Ohne Kunststoffe wie Polyethylen (PE), Polypropylen (PP) oder Polystyrol (PS), die derzeit fast durchweg aus fossilen Rohstoffen hergestellt werden, wären viele Alltagsprodukte und moderne Technologien undenkbar. Der im Kunststoff enthaltene Kohlenstoff ist dabei eine wichtige Ressource für die chemische Industrie. Wenn es gelingt, solche kohlenstoffhaltigen Bestandteile in Abfällen besser zu erkennen, besser zu verwerten und daraus wieder hochwertige Ausgangsmaterialien für die Industrie herzustellen, kann der Kohlenstoff im Kreislauf gehalten werden. Das reduziert nicht nur den Bedarf an fossilen Ressourcen, sondern auch die Umweltverschmutzung mit CO2-Emissionen und Kunststoffabfall. Zugleich verbessert sich die Versorgungssicherheit der Industrie, weil eine zusätzliche Kohlenstoffquelle erschlossen wird.

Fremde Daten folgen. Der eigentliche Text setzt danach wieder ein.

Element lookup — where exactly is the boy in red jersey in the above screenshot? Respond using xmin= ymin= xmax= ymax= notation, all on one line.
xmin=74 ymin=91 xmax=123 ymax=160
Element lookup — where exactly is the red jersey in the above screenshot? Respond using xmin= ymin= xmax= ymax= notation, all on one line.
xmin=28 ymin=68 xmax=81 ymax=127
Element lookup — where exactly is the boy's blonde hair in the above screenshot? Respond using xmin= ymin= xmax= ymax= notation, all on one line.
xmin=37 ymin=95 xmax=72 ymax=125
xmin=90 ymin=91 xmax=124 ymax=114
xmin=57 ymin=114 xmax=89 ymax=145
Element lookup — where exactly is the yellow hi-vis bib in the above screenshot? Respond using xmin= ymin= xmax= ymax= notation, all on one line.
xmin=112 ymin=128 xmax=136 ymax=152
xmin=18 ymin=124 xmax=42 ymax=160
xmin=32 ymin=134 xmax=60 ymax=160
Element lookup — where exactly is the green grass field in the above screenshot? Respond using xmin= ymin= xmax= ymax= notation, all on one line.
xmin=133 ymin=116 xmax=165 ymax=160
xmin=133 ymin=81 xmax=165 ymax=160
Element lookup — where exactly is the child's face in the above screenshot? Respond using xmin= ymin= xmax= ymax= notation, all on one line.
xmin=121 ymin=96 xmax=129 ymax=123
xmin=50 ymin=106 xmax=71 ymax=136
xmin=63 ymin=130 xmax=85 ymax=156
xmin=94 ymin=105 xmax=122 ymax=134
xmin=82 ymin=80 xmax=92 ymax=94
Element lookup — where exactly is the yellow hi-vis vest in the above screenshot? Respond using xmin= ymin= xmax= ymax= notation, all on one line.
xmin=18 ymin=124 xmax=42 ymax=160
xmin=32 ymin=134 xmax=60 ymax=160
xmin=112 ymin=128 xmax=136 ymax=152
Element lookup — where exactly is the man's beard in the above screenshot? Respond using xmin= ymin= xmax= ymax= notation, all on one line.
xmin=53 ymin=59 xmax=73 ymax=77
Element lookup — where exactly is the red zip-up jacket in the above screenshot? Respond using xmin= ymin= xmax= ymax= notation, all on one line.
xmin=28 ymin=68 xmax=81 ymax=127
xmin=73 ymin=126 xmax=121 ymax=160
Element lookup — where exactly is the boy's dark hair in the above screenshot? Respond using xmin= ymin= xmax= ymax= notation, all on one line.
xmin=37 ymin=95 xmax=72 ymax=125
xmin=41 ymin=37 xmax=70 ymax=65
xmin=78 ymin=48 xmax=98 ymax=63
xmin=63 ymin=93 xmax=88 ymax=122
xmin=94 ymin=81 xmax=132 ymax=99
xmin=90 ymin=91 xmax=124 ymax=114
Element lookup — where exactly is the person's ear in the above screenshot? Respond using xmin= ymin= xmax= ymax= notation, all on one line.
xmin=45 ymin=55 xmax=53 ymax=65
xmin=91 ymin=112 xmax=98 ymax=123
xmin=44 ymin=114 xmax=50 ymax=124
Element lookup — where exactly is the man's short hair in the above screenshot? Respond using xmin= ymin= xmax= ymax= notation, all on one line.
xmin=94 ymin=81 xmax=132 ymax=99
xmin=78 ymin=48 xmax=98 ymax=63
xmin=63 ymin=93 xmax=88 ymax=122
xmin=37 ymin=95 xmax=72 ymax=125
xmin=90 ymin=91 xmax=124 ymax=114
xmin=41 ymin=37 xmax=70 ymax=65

Recyclingtechnologien für komplexe Abfälle

Im Leitprojekt „Waste4Future“ sollen deshalb neue Möglichkeiten für das Recycling von Kunststoffen geschaffen werden, um den darin enthaltenen Kohlenstoff als grüne Ressource für die Chemieindustrie bereitzustellen. „Wir bahnen somit den Weg für eine Kohlenstoff-Kreislaufwirtschaft, in der aus Kunststoffabfällen wertvolle neue Basismoleküle gewonnen und Emissionen weitgehend vermieden werden: Der Abfall von heute wird zur Ressource von morgen“, sagt Dr.-Ing. Sylvia Schattauer, stellvertretende Leiterin des Fraunhofer-Instituts für Mikrostruktur von Werkstoffen und Systemen IMWS, das die Federführung für das Projekt hat. „Mit dem Know-how der beteiligten Institute wollen wir zeigen, wie das umfassende Recycling von kunststoffhaltigen Abfällen ohne Verlust von Kohlenstoff durch ineinandergreifende, vernetzte Prozesse möglich und schlussendlich auch wirtschaftlich ist.“ Ergebnis des bis Ende 2023 laufenden Projekts sollen innovative Recyclingtechnologien für komplexe Abfälle sein, mit denen sich hochwertige Rezyklate gewinnen lassen.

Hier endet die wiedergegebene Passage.